Qyclaw is an open-source multi-tenant AI agent task platform designed as a 'platformized agent operating system' with layered architecture for users, sessions, skills, and secure sandboxed tool execution.

Overview

Qyclaw is a platformized intelligent agent task platform (智能体任务平台) targeted at multi-tenant scenarios. It goes beyond simple chat interfaces or black-box agent containers by providing a complete layered "agent operating system" that ensures agents are runnable, isolatable, and auditable.

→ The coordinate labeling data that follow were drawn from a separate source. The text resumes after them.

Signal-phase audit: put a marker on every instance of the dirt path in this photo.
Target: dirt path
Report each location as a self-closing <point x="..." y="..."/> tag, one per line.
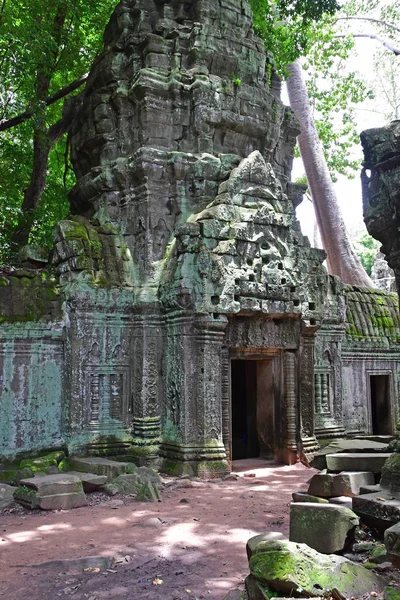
<point x="193" y="541"/>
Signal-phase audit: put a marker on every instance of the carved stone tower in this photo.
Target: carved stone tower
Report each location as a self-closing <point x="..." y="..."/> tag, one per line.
<point x="183" y="153"/>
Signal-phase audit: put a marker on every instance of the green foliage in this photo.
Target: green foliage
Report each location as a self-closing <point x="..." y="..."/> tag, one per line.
<point x="32" y="48"/>
<point x="367" y="247"/>
<point x="287" y="26"/>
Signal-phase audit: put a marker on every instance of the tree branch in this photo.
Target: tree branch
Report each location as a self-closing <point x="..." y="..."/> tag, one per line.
<point x="27" y="114"/>
<point x="386" y="45"/>
<point x="379" y="21"/>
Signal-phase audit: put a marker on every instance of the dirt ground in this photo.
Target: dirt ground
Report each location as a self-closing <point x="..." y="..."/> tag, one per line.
<point x="191" y="545"/>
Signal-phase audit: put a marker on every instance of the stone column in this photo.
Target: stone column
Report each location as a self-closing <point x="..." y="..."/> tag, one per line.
<point x="307" y="393"/>
<point x="289" y="375"/>
<point x="210" y="334"/>
<point x="147" y="388"/>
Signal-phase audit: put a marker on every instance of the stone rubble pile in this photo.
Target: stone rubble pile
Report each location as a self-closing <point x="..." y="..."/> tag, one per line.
<point x="327" y="551"/>
<point x="54" y="482"/>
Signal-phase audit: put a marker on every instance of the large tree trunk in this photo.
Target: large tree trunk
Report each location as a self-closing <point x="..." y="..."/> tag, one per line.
<point x="341" y="258"/>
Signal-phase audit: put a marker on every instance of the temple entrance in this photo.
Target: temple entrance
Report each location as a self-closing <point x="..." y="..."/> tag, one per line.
<point x="252" y="408"/>
<point x="380" y="405"/>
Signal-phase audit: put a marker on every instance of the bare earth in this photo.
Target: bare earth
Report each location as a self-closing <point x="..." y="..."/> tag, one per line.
<point x="197" y="548"/>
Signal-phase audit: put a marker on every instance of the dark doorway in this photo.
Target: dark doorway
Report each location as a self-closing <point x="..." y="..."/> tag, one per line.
<point x="380" y="405"/>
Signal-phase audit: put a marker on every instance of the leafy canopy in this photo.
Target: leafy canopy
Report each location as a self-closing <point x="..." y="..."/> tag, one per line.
<point x="288" y="26"/>
<point x="35" y="46"/>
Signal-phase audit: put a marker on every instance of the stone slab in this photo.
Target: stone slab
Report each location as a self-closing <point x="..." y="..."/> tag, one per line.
<point x="270" y="536"/>
<point x="392" y="544"/>
<point x="60" y="501"/>
<point x="90" y="481"/>
<point x="328" y="528"/>
<point x="342" y="501"/>
<point x="370" y="489"/>
<point x="357" y="461"/>
<point x="78" y="564"/>
<point x="345" y="445"/>
<point x="46" y="485"/>
<point x="380" y="510"/>
<point x="346" y="483"/>
<point x="6" y="495"/>
<point x="304" y="497"/>
<point x="287" y="567"/>
<point x="101" y="466"/>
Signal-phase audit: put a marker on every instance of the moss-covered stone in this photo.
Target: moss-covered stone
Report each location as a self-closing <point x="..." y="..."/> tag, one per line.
<point x="291" y="568"/>
<point x="391" y="593"/>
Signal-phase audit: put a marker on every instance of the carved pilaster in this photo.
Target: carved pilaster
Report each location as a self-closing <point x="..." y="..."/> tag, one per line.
<point x="226" y="403"/>
<point x="306" y="394"/>
<point x="192" y="436"/>
<point x="147" y="389"/>
<point x="289" y="374"/>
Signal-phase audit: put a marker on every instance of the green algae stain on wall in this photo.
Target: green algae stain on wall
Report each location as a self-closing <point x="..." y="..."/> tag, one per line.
<point x="31" y="389"/>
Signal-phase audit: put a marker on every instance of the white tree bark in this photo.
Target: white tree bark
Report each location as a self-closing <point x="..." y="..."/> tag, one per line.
<point x="341" y="258"/>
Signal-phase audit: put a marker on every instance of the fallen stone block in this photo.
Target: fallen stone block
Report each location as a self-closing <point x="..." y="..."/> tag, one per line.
<point x="304" y="497"/>
<point x="256" y="590"/>
<point x="43" y="463"/>
<point x="51" y="492"/>
<point x="148" y="493"/>
<point x="347" y="483"/>
<point x="369" y="489"/>
<point x="101" y="466"/>
<point x="271" y="536"/>
<point x="342" y="501"/>
<point x="12" y="476"/>
<point x="287" y="567"/>
<point x="235" y="595"/>
<point x="345" y="445"/>
<point x="90" y="481"/>
<point x="78" y="564"/>
<point x="357" y="461"/>
<point x="379" y="510"/>
<point x="391" y="593"/>
<point x="327" y="528"/>
<point x="392" y="544"/>
<point x="391" y="473"/>
<point x="6" y="495"/>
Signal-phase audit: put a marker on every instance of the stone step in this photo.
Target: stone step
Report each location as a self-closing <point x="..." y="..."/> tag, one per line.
<point x="101" y="466"/>
<point x="51" y="492"/>
<point x="379" y="510"/>
<point x="90" y="481"/>
<point x="357" y="461"/>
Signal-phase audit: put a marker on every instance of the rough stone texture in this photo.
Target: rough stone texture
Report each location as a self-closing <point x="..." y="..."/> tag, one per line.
<point x="101" y="466"/>
<point x="357" y="461"/>
<point x="6" y="495"/>
<point x="342" y="501"/>
<point x="327" y="528"/>
<point x="182" y="252"/>
<point x="51" y="492"/>
<point x="271" y="536"/>
<point x="391" y="474"/>
<point x="382" y="275"/>
<point x="303" y="497"/>
<point x="287" y="566"/>
<point x="391" y="593"/>
<point x="380" y="510"/>
<point x="90" y="481"/>
<point x="392" y="544"/>
<point x="346" y="483"/>
<point x="345" y="445"/>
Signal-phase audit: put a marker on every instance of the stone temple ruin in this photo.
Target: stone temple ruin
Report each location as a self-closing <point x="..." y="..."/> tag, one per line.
<point x="183" y="318"/>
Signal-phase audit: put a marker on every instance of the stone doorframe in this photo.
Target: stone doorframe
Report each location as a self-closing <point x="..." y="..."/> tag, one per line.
<point x="229" y="354"/>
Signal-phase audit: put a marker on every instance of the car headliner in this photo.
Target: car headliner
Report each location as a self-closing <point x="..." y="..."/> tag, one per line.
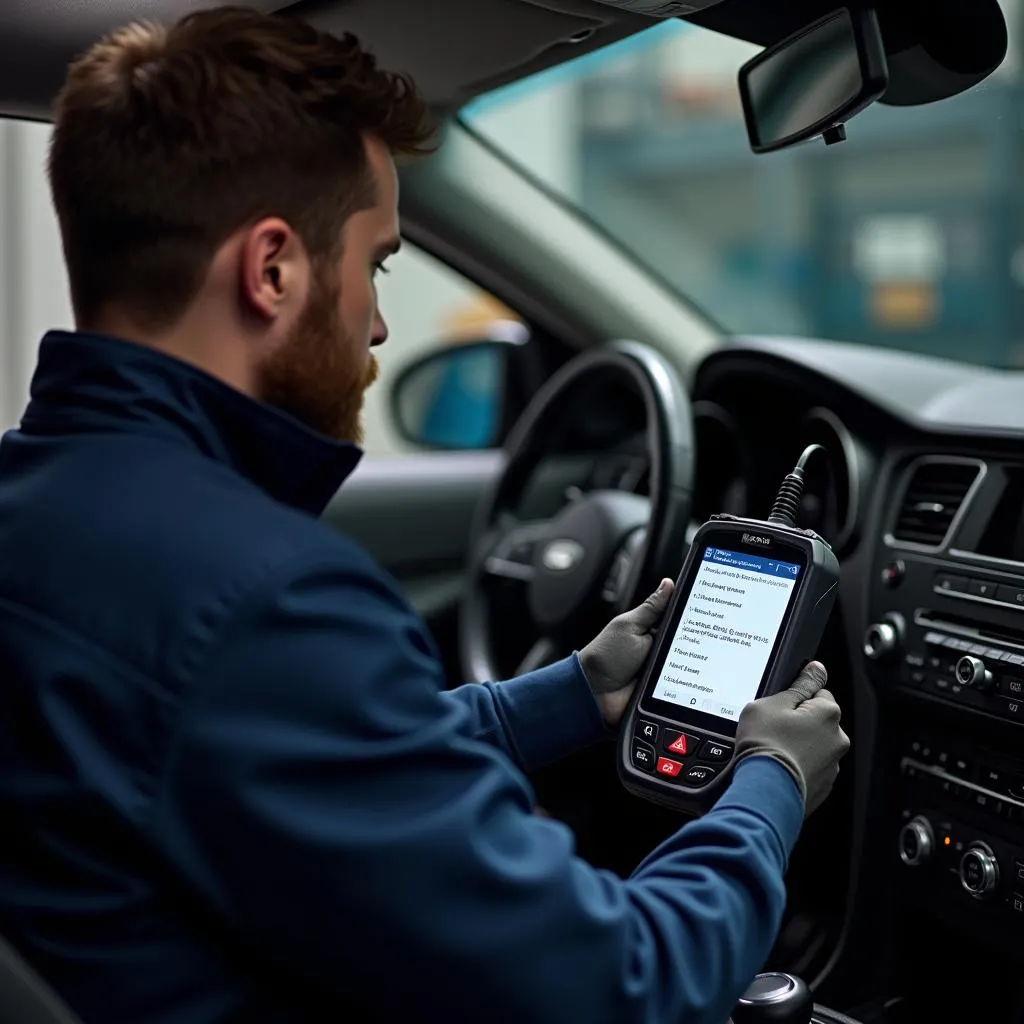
<point x="459" y="48"/>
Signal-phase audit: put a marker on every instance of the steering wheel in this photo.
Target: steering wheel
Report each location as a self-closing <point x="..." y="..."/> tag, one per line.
<point x="604" y="550"/>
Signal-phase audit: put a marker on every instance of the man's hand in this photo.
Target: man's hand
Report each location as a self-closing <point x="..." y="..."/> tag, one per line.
<point x="612" y="660"/>
<point x="800" y="729"/>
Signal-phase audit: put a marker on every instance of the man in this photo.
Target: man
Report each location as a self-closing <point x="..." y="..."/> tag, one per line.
<point x="231" y="785"/>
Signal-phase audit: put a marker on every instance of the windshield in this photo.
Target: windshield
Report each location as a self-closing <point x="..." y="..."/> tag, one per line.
<point x="909" y="236"/>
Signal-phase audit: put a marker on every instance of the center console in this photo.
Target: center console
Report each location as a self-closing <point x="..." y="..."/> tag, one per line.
<point x="945" y="642"/>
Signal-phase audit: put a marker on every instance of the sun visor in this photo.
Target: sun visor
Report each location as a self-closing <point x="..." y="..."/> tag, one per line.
<point x="935" y="48"/>
<point x="948" y="48"/>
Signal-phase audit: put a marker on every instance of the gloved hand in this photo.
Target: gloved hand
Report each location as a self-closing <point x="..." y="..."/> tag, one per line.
<point x="613" y="658"/>
<point x="800" y="728"/>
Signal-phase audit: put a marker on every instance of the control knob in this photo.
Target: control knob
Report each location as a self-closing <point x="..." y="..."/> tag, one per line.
<point x="774" y="997"/>
<point x="979" y="870"/>
<point x="883" y="639"/>
<point x="972" y="672"/>
<point x="916" y="842"/>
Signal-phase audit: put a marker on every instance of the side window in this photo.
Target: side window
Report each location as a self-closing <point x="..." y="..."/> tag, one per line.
<point x="441" y="381"/>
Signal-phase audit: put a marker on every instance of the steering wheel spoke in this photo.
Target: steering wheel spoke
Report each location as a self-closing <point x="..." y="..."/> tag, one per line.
<point x="544" y="652"/>
<point x="604" y="545"/>
<point x="511" y="556"/>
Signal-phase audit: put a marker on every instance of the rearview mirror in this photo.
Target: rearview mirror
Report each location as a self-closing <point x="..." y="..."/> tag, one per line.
<point x="813" y="82"/>
<point x="454" y="397"/>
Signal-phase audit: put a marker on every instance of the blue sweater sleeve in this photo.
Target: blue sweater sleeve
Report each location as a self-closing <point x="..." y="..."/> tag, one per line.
<point x="335" y="811"/>
<point x="536" y="718"/>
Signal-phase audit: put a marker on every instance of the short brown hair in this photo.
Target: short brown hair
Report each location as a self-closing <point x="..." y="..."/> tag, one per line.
<point x="167" y="140"/>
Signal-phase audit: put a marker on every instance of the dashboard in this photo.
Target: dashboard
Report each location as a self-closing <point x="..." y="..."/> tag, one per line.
<point x="922" y="497"/>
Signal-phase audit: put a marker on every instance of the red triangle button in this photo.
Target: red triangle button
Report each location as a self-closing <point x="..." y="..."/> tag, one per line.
<point x="678" y="745"/>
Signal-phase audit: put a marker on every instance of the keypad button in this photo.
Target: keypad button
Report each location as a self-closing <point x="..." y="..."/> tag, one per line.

The architecture is divided into three layers:

  • Upper layer: Multi-user, multi-session, multi-skill, and multi-connector platform capabilities.
  • Middle layer: Runtime orchestration including queues, scheduling, memory, permissions, and auditing.
  • Lower layer: Containerized tool execution sandbox (applied only to high-risk operations).

Key Features

  • Multi-Tenancy & User System: Built-in user login, session management, permission controls, and admin panel. Supports conversation-level workspaces, skill publishing/review, and user isolation.

  • Layered Memory Model:

    • Long-term user memory (persistent across sessions)
    • Session-private memory
    • Memory candidates and full audit logs for traceability
    • Integration with Hindsight for async retain/recall and low-frequency reflection.
  • Tools, Skills & Connectors:

    • System tools (terminal, web_search, fetch_url, etc.)
    • Skills: Encapsulated behaviors/workflows with draft/publish/group/share/copy features. Scopes include global, group, user, or conversation.
    • MCP Connectors: User-private external integrations (GitHub, Postgres, Notion, custom HTTP) with session-level binding and isolation.
  • Secure Execution: High-risk operations (shell commands, file I/O, skill scripts, Office/PDF handling) run in isolated Docker containers while core state management remains lightweight and recoverable.

  • Multi-Backend Support: Dynamically switch between backends like deepagents and Claude per session. Platform assets (sessions, memory, skills, audit logs) stay independent for easy gray-scale updates or fallbacks.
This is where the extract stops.